El 17 de agosto asistiremos, como en otras fechas, a la repetición mediática de una protesta que no por pequeña se debe desconocer. Es una protesta bizarra por momentos y furiosa por otros. Minoritaria, sin embargo condiciona la escena. Del otro lado, millones que no se saben hacer oir en el contexto de aislamiento. Que no queremos romper la escena de los cuidados, ni siquiera para manifestarnos a favor de la centralidad de los cuidados, ni encontramos el modo de marcar esa voluntad colectiva, porque sonidos y caravanas, ruidos y banderas, parecen impregnados de esas otras resonancias. Lo diría rápido: quienes votamos a este gobierno y creemos que está haciendo bien las cosas -en líneas generales, porque en algunos puntos disentimos y esperamos otras acciones- no tenemos cómo hacerlo saber al resto de la población. Por eso no son buenas las metáforas de desobediencia ni de encierro movilizado, porque efectivamente no estamos ni movilizándonos ni desobedeciendo: estamos ofertando un consenso pasivo que se vuelve tal por la necesidad de asumir la no expansión de la pandemia. O asumiendo un tipo de accionar -como ocurre con todxs lxs militantes de organizaciones sociales comunitarias, multitud de trabajadorxs esenciales y cuadros estatales- destinado a sostener las urgencias alimentarias y sanitarias más dramáticas.

¿No nos vemos, acaso, arrojadxs a pensar la comida y los cuidados antes que cualquier otra cosa? ¿No son las ollas y los testeos y la atención sanitaria lo fundamental para transitar este momento? Cuando el gobernador de la provincia de Buenos Aires se enoja contra la angustia de los pudientes -angustia, dice, de no poder jugar al golf- y menciona, con un subrayado memorable, la angustia de lxs trabajadorxs que están en la primera línea de la atención sanitaria, arriesgando vida y salud, cambiándose de ropas decenas de veces al día, sometidos a la mayor de las tensiones, cuando hace eso rompe las presunciones conciliadoras para reponer un antagonismo fundamental.

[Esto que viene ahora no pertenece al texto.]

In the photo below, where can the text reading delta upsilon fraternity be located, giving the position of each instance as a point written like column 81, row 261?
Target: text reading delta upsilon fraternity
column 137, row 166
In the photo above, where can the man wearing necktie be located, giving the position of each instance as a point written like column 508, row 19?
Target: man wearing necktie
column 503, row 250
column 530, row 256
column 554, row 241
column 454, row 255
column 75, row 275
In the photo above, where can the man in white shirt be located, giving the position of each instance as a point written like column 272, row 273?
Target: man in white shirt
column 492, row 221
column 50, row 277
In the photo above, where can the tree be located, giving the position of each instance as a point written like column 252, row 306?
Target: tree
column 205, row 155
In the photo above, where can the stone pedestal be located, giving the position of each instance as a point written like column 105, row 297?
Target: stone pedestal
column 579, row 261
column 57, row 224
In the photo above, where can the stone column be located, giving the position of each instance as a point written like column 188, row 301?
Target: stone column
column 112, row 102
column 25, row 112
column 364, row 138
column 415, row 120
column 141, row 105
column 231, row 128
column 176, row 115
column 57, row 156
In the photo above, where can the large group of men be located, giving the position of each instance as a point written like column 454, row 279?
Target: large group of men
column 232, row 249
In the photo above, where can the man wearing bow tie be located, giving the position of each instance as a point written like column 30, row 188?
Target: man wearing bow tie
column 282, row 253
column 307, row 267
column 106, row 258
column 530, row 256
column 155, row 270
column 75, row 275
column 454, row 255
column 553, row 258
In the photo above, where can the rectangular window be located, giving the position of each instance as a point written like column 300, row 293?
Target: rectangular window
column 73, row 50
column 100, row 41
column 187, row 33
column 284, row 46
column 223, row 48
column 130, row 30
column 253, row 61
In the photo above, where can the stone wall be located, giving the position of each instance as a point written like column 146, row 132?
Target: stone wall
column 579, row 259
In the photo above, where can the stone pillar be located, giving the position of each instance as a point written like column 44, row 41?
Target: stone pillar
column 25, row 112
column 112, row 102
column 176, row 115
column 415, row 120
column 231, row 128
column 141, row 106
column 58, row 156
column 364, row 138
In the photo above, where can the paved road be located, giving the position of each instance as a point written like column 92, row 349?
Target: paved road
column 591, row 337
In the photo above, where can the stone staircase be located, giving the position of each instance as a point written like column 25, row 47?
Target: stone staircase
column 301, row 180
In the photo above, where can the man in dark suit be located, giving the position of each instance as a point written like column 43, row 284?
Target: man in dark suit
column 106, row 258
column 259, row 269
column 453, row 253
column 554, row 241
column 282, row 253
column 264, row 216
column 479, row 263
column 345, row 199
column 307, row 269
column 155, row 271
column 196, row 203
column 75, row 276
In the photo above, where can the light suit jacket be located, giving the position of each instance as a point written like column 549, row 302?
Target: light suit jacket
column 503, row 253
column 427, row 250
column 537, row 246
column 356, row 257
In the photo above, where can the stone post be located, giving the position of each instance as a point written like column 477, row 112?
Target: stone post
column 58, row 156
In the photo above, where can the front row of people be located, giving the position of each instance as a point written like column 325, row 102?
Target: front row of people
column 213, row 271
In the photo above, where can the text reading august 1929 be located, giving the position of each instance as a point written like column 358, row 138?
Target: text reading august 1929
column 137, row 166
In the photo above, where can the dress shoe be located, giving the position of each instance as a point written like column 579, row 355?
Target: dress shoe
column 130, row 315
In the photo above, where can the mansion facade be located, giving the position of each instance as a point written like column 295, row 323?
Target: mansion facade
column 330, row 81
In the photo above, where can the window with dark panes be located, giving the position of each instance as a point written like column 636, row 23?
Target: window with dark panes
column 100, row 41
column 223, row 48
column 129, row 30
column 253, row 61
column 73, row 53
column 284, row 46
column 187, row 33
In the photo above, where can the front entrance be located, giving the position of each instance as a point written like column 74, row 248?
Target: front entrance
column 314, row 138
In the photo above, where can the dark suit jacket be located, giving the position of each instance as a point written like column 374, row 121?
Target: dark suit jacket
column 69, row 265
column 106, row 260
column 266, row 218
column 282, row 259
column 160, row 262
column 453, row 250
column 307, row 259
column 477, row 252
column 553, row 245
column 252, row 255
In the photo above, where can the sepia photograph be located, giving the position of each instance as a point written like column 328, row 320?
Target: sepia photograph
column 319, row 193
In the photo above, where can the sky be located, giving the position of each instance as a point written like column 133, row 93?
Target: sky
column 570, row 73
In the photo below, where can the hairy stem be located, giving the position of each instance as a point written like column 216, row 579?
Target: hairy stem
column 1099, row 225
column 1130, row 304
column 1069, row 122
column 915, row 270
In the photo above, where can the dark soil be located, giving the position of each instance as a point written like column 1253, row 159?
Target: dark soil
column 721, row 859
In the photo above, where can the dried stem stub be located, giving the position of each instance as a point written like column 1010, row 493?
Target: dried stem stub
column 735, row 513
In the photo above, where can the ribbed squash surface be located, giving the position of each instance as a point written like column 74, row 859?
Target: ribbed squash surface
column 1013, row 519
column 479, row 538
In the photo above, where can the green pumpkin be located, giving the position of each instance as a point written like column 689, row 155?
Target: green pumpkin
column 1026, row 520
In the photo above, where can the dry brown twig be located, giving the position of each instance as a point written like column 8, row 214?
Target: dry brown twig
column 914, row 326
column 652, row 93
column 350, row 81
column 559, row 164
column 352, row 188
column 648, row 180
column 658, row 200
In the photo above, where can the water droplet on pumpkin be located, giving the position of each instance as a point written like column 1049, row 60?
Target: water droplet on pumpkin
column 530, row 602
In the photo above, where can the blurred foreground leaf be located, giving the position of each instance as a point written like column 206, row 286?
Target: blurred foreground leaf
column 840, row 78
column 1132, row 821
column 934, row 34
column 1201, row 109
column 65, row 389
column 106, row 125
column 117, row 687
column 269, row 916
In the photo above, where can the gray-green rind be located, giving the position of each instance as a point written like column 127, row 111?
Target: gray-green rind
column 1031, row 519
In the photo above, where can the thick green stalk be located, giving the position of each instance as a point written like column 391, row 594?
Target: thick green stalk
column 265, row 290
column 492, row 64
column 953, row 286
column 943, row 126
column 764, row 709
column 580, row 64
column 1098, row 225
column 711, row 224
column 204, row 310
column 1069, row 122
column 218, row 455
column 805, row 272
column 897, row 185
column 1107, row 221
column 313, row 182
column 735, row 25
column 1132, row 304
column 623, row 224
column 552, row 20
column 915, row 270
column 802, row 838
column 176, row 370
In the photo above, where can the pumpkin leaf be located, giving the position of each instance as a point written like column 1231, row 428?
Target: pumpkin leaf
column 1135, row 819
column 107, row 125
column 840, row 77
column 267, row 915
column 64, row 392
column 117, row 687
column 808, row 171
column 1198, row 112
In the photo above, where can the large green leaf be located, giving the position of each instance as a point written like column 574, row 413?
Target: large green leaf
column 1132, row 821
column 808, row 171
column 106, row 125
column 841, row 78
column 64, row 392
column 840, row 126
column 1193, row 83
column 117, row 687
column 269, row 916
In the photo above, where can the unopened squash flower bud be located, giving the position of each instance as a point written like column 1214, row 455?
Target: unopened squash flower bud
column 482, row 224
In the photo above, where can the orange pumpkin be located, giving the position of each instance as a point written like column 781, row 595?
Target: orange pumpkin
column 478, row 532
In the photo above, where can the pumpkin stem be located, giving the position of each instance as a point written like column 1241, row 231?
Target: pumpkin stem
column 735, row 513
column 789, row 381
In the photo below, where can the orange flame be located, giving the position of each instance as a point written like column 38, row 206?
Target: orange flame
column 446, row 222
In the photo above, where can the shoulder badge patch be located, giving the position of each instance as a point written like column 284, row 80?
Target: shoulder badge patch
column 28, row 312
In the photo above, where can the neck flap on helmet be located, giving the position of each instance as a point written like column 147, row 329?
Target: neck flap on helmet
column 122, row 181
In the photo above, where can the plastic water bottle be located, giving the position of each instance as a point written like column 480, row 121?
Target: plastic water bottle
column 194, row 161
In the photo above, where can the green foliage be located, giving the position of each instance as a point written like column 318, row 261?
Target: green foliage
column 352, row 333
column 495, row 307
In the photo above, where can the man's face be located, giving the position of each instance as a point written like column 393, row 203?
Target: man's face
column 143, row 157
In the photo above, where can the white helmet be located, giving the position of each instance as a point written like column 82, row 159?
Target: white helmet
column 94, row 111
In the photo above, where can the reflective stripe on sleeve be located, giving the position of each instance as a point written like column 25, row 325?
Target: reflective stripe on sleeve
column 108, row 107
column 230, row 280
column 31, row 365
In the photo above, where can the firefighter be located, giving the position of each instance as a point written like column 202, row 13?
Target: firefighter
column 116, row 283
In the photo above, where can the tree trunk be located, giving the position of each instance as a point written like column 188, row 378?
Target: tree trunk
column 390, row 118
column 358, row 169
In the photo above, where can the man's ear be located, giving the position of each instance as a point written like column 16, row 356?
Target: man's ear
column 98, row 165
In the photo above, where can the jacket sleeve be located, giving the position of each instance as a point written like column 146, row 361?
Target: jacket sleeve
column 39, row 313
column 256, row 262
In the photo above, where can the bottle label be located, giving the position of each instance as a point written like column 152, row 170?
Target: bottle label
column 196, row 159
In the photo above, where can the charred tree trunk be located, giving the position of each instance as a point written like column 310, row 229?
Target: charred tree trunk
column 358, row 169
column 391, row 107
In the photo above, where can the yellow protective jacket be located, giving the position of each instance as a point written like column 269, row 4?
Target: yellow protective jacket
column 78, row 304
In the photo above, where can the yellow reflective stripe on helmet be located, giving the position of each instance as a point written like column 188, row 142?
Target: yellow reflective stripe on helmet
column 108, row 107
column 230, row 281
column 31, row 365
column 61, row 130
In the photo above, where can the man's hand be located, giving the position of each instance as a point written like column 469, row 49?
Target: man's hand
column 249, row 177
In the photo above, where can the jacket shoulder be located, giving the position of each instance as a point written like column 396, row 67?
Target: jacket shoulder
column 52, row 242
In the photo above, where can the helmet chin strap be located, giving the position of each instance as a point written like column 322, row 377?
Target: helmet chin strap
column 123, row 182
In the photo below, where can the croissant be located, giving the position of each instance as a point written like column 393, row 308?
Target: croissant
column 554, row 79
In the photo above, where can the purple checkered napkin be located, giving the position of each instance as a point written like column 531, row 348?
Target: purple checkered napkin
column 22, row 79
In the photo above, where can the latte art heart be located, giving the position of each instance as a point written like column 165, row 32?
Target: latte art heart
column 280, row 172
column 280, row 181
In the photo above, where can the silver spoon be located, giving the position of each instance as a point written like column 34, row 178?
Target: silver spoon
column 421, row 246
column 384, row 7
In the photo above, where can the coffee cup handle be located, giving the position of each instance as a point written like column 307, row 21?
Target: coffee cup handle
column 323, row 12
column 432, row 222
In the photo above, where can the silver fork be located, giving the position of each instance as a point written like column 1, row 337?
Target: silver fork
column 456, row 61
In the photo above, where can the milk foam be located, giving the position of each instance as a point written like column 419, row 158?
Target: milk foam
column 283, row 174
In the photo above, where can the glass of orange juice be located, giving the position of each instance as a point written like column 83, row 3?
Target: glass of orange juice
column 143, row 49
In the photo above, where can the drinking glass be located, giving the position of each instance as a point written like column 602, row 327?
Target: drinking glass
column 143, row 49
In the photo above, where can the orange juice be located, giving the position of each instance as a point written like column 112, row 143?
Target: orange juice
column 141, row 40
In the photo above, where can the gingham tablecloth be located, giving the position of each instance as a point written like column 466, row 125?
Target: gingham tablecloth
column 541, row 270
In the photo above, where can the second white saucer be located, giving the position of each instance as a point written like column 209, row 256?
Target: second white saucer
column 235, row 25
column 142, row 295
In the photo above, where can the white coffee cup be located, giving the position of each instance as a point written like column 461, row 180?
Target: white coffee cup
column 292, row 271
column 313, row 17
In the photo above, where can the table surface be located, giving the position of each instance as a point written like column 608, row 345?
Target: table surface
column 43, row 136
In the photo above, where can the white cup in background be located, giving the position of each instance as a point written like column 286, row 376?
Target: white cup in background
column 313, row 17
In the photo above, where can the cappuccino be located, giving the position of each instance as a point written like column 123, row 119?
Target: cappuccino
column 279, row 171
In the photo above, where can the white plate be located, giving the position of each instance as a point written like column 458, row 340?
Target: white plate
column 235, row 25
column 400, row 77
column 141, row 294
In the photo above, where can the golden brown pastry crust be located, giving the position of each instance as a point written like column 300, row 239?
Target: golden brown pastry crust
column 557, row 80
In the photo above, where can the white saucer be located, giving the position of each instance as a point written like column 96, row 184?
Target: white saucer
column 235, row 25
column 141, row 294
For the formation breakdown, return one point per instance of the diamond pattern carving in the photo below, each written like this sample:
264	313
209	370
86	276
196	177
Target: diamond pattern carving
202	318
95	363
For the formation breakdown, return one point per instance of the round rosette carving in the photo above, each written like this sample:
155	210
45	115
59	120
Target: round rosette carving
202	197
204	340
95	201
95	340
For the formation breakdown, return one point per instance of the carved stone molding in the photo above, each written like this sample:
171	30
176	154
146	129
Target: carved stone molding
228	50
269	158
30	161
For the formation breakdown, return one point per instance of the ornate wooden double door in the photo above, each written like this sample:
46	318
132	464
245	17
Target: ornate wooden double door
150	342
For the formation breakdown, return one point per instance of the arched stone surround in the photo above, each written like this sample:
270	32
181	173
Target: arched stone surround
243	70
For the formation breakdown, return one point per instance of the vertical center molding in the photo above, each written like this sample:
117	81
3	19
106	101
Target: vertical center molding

Y necesario.

Hoy centenares de miles de personas están poniendo sus vidas a disposición del cuidado de la vida de otres. Gran parte de las energías y esfuerzos de los movimientos populares están en ese arrojo al cuidado y a la atención de la emergencia. Por eso, suenan tan destempladas las movilizaciones de quienes piensan que la covid es una farsa o que “cuidarse es peronista”, como decía un cartel en alguno de los paseos por el Obelisco. La frase es intensa y no deja de ser un poco cierta -si aceptamos su ampliación-, porque hoy cuidarse es pensar en que no somos átomos sueltitos, individuos separados, sino parte de un entramado social y que es necesario desplegar una serie de políticas públicas para quienes están en condiciones de mayor vulnerabilidad.

Si nuestros mayores esfuerzos están destinados a la defensa de la vida, no habría que abandonar el horizonte en el que cobran sentido: la de la pelea por una vida digna de ser vivida, para todxs. Y esa cuestión implica un antagonismo más profundo, porque para que exista esa vida digna para todxs el modo en que se produce y se distribuyen riquezas debe transformarse. Sin revisión de la desigualdad social y de las jerarquías de género, raza y clase, no hay vida digna para todxs. Es claro que quienes son privilegiados de un orden desigual no estarían de acuerdo en esa transformación, como vemos cotidianamente en las reacciones frente a cada pelea feminista, o en cada reivindicación sindical, o en el embate contra políticas de gobierno como el intento de nacionalización de Vicentín o la reforma judicial. Suena a verdad de perogrullo pero muchas veces se olvida tras lo que se imagina una grieta solo discursiva o partidaria o en el costado casi farsesco de la movilización anticuarentena.

Cuando esos sectores se movilizan están preparando una salida política, están peleando el día después de la pandemia y se esfuerzan en derruir los consensos existentes. Nosotrxs, desveladxs en los cuidados, ¿cómo estámos preparando ese día después? ¿No requiere, esa preparación, la intervención en ciertas confrontaciones del presente y la certeza de que los antagonismos, aunque no los elijamos, existen? Y si existen, ¿basta sostener con estoica paciencia nuestro silencio o sonreir socarronamente ante las creencias inusitadas de algunxs movilizadxs? El día después es hoy, porque hoy tenemos que discutir la violencia institucional y la lógica de la propiedad que sustenta la quema de humedales, al mismo tiempo que sostenemos la evidente expansión de políticas públicas y los esfuerzos para evitar la crisis sanitaria. Qué es mucho, claro. Pero que sea nuestro modo de festejar el 17 de agosto, de conmemorar un esfuerzo inusitado de dar la batalla contra el poder colonial.